Optimizing for max sample rate out of XTRX + gnuradio

GW:

  • firmware version 5
  • gateware version: 3
  • gateware revision 5

LimeSuiteNG: latest develop branch for gnuradio

If i do the simplest of tests - the gnuradio fm demod example - FM Demod - GNU Radio

I cannot get the XTRX to not overflow or report loss (still confused by these both happening on receive, i would only expect overflow to occur on a receive channel).

This happens for complex processing chains too the xtrx seems to always fail to deliver anywhere close to > 1-5MSPS. Any guidance on optimizing xtrx usage for maximum sample rate would be appreciated

another data point is that with a usrp i can comfortably push 25MHz through a flowgraph i have but on a xtrx i can barely push 1MHz

It all depends on the flow graph, which block is the limiting factor, and the CPU performance.
For example let’s take that FM demod flow graph.
I can run it using XTRX with 60Msps without problems, when the graph is setup correctly.
What I mean, if you just take that flow graph and just crank up the Source sampling rate without adjusting other blocks, there is going to be a problem:
In the end the Audio sink is set to consume 48ksps. Taking into account the Rational resampler decimation by 5 and the FM demod decimation by 8, that makes the expected sample consumption rate of the graph to be 1.92Msps.
If the Source is simply set to produce 60Msps, the graph still consumes only 1.92Msps. What to do with the extra 58Msps? The Source has to overrun, because nobody is consuming that much data.
So to fix that, other blocks sampling rates/decimations need to be increased. Let’s say change the Rational resampler decimation from 5 to 50, now Source can be running at 19.2Msps. Increase the decimation to 100, Source can run at 38.4Msps without problems.

Now, for example the graph is running ok with the Source 38.4Msps, no overruns. Let’s add a FIR block between the Source and Rational resampler. Suddenly the Source starts to overrun again, even though no sampling rate changes have been made, and the expected graph samples consumption rate also stays the same.
Looking at the CPU load, I see that a single CPU core is loaded 100% just with the FIR block work processing, that block cannot keep up with realtime with such sampling rate. Therefore it becomes a bottleneck for the entire graph, Source ends up producing data faster than the FIR block can consume, again resulting in Source overrun. So in this case even though graph is correct the problem is CPU performance.

In essence, there is nothing special needed to be done with the XTRX Source block, the overruns are a result of the graph not consuming data fast enough.

overflow and loss, both mean data has been dropped, but at different places.
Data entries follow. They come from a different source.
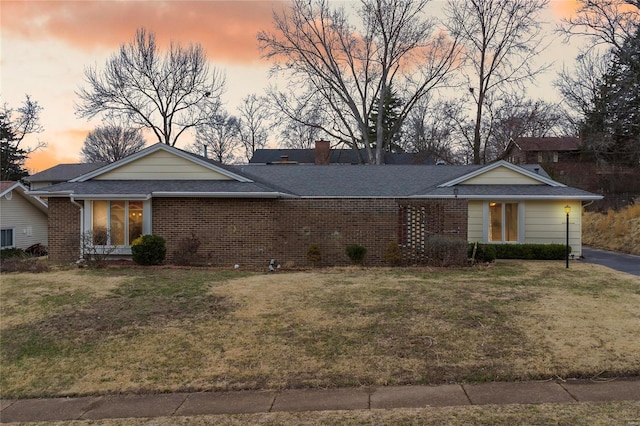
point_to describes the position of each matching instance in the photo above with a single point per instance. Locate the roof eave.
(168, 194)
(515, 197)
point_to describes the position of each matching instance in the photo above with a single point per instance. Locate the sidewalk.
(191, 404)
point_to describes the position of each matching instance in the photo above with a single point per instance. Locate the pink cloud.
(53, 154)
(226, 29)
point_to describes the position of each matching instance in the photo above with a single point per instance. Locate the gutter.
(164, 194)
(513, 197)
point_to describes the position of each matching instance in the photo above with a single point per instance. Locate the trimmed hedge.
(489, 252)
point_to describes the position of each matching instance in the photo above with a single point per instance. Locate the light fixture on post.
(567, 210)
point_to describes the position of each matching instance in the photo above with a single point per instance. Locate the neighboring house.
(61, 173)
(323, 155)
(250, 214)
(547, 151)
(23, 218)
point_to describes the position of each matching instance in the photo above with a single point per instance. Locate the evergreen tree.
(12, 157)
(612, 129)
(391, 108)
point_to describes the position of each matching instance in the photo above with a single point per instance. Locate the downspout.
(81, 206)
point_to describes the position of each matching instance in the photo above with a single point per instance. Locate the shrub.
(313, 254)
(481, 253)
(13, 252)
(186, 252)
(356, 253)
(36, 250)
(148, 250)
(445, 251)
(393, 254)
(490, 252)
(532, 251)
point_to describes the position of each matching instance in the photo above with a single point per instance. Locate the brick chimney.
(323, 152)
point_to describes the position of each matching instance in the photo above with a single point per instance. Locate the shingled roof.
(316, 181)
(64, 172)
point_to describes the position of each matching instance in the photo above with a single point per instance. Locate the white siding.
(546, 223)
(162, 165)
(474, 224)
(29, 223)
(501, 176)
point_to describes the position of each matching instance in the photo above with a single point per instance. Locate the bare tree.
(111, 143)
(579, 86)
(218, 138)
(607, 24)
(24, 121)
(300, 119)
(351, 69)
(501, 41)
(430, 130)
(168, 93)
(604, 22)
(518, 117)
(253, 123)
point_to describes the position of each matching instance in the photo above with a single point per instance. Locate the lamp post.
(567, 210)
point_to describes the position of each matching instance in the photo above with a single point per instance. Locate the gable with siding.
(500, 176)
(161, 165)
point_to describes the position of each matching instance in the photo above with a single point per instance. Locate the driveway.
(619, 261)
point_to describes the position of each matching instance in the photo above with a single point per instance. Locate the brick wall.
(251, 232)
(64, 228)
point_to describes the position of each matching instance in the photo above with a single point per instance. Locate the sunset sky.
(46, 45)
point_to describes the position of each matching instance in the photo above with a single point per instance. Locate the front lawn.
(84, 332)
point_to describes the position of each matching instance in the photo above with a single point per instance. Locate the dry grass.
(591, 414)
(615, 230)
(158, 330)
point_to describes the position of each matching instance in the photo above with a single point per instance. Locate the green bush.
(148, 250)
(356, 253)
(393, 255)
(186, 252)
(444, 251)
(489, 252)
(532, 251)
(483, 252)
(9, 253)
(313, 254)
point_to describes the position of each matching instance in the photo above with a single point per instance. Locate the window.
(503, 222)
(116, 222)
(7, 237)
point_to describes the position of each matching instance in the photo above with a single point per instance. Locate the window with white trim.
(116, 223)
(7, 237)
(503, 223)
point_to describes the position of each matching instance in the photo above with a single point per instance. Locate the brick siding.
(251, 232)
(64, 229)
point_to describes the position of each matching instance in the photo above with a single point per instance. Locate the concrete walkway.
(191, 404)
(619, 261)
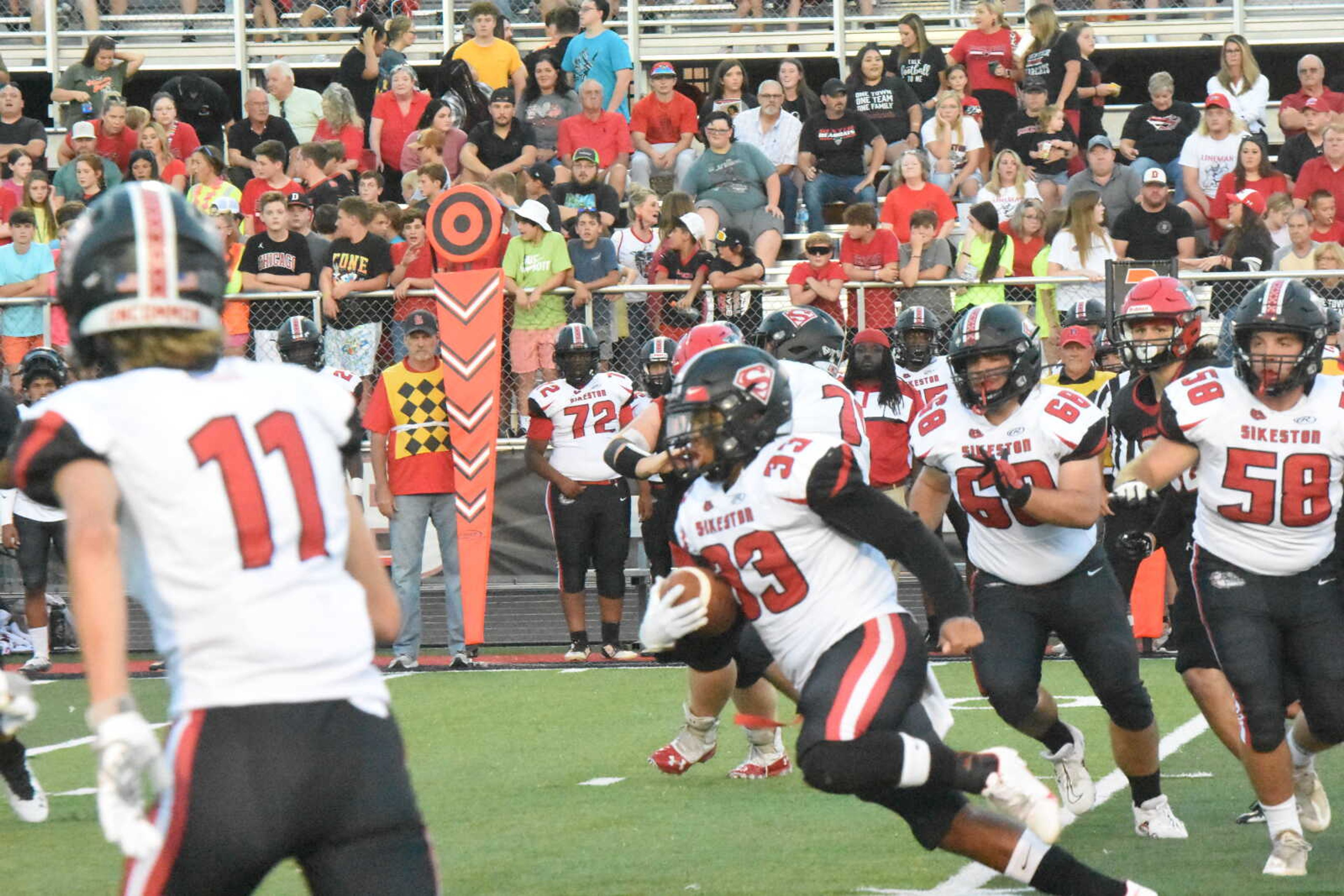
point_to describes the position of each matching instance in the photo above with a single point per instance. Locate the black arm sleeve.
(838, 494)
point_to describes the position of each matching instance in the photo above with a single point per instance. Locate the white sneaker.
(1077, 792)
(1289, 855)
(1314, 806)
(1015, 792)
(34, 809)
(1155, 819)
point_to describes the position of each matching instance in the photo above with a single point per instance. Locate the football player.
(1267, 443)
(588, 504)
(1021, 459)
(230, 522)
(790, 523)
(34, 530)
There is a background thread that is contantly processing the received data packets, which are timestamped.

overflow - basically means, the data has been received from the device, it has been parsed and ready, but the application did not take it fast enough, and data had to be dropped intentionally.

loss - means data from the device never arrived, or was not observed by the parsing thread. How that can happen depends on device type PCIe/USB…
PCIe:

  • data can be lost if the device tries to transfer more than the PCIe link is capable. i.e PCIe Gen2 x 1lane theoretical bandwidth 500MB/s, but the device is trying to push >500MB/s.
  • The CPU load is so high, that even the data receive thread cannot keep up with parsing packets. The thread detected a timestamp jump into the future, because DMA system from the device basically overflowed the ring buffer a whole lap.
  • General data corruption/misalignment issues within gateware.